Die Lernfähigkeit führt leider nicht nur dazu, dass sich ein Schmerzgedächtnis bildet. Weil Schmerz unangenehm ist, wird die Erinnerung daran im Gehirn mit dem Gefühl „Angst“ verknüpft. Diese Verbindung steigert den Lernvorgang enorm – Kinder fassen auch kein zweites Mal auf die heiße Herdplatte. Der Schmerz als wichtiges Warnsignal verselbständigt sich. Aus einem Akutschmerz wird ein ständiger, angstbereitender Begleiter, weil beispielsweise eine Krebserkrankung nicht mehr geheilt werden kann oder die ständigen Schmerzen das Nervensystem verändert haben.

Rückzug als Folge

Krebspatienten möchten diese ständige Verstärkung unterbrechen. Sie streben dabei jedoch nicht Schmerzlosigkeit an, sondern möchten einen Schmerz im unteren Bereich einer imaginären Skala empfinden. Hier verweist doqtor auch auf die ambulante Palliativversorgung in der Region, die Leuchtturmcharakter in ganz Nordrhein-Westfalen aufweist.

Die fatalen Folgen der Angst: Sie verhindert, dass Patienten Dinge unternehmen, die ihnen Freude bereiten. Dies schränkt die körperlichen und sozialen Aktivitäten immer mehr ein, was wiederum Schmerzen und Depression fördert. Schließlich ziehen sich die Patienten komplett zurück und starren – die Arme auf dem Kissen abgestützt – aus dem Fenster, weil sie überzeugt sind, dass sie unmöglich längere Zeit stehen, gehen oder sitzen können, selbst wenn es doch einmal möglich wäre.
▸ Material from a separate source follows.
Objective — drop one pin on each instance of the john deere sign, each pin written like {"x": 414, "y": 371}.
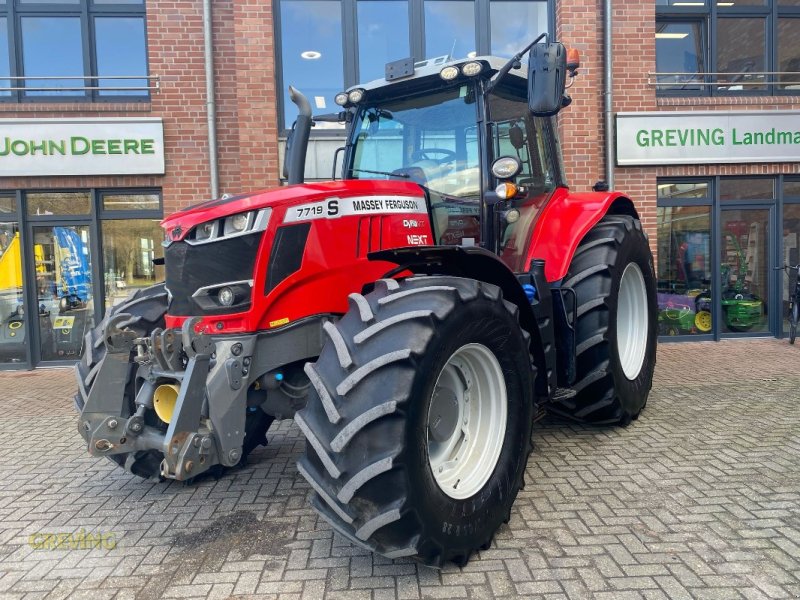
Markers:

Lässt sich dieser verhängnisvolle Kreislauf durchbrechen? Davon sind die Siegerländer Mediziner überzeugt: Die Kombination aus Medikamenten und Verhaltenstherapie kann neue Lernprozesse anstoßen. Hierbei sollen alte und unangenehme Gedächtnisinhalte quasi überschrieben werden.
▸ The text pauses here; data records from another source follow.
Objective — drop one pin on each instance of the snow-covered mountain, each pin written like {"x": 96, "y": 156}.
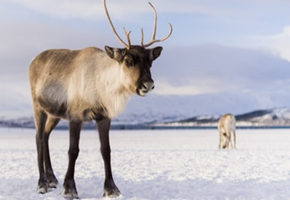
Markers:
{"x": 278, "y": 117}
{"x": 198, "y": 110}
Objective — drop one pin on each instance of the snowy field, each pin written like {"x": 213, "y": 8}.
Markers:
{"x": 155, "y": 165}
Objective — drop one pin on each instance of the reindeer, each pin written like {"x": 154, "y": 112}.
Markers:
{"x": 83, "y": 85}
{"x": 226, "y": 127}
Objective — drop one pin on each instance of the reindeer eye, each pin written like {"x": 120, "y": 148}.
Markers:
{"x": 128, "y": 62}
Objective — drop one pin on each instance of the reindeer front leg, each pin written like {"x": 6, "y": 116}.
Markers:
{"x": 69, "y": 186}
{"x": 110, "y": 188}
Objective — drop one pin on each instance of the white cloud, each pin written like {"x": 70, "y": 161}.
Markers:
{"x": 279, "y": 43}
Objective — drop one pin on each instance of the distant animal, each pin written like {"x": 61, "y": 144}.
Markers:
{"x": 227, "y": 128}
{"x": 82, "y": 85}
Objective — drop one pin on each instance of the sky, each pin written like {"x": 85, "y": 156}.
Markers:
{"x": 216, "y": 46}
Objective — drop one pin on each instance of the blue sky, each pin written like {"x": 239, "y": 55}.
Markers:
{"x": 216, "y": 45}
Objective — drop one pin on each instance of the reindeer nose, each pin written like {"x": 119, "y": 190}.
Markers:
{"x": 149, "y": 85}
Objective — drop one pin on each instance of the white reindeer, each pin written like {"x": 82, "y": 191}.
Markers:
{"x": 82, "y": 85}
{"x": 226, "y": 127}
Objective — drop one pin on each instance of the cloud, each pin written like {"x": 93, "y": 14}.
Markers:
{"x": 278, "y": 43}
{"x": 215, "y": 68}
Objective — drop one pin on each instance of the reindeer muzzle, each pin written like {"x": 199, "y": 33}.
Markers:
{"x": 145, "y": 87}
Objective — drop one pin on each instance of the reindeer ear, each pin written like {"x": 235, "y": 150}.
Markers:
{"x": 155, "y": 52}
{"x": 115, "y": 53}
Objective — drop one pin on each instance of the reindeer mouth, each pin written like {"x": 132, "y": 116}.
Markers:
{"x": 144, "y": 88}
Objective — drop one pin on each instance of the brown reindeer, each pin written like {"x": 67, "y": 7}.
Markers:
{"x": 82, "y": 85}
{"x": 226, "y": 127}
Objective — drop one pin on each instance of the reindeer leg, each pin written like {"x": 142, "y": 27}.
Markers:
{"x": 69, "y": 187}
{"x": 110, "y": 188}
{"x": 234, "y": 138}
{"x": 40, "y": 118}
{"x": 50, "y": 124}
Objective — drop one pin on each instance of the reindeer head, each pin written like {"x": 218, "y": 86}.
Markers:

Abschließend gilt, dass auch nach einer bereits eingetretenen Chronifizierung durch eine konsequente und langfristige Behandlung Erfolge möglich sind. Allerdings brauchen Arzt und Patient neben verschiedenen Medikamenten, Bewegungstherapie und psychologischen Strategien insbesondere sehr viel Geduld und Vertrauen. Es dauert, bis die überaktiven Nervenzellen gedämpft und das Schmerzgedächtnis durch neue Verhaltensmuster überschrieben werden kann.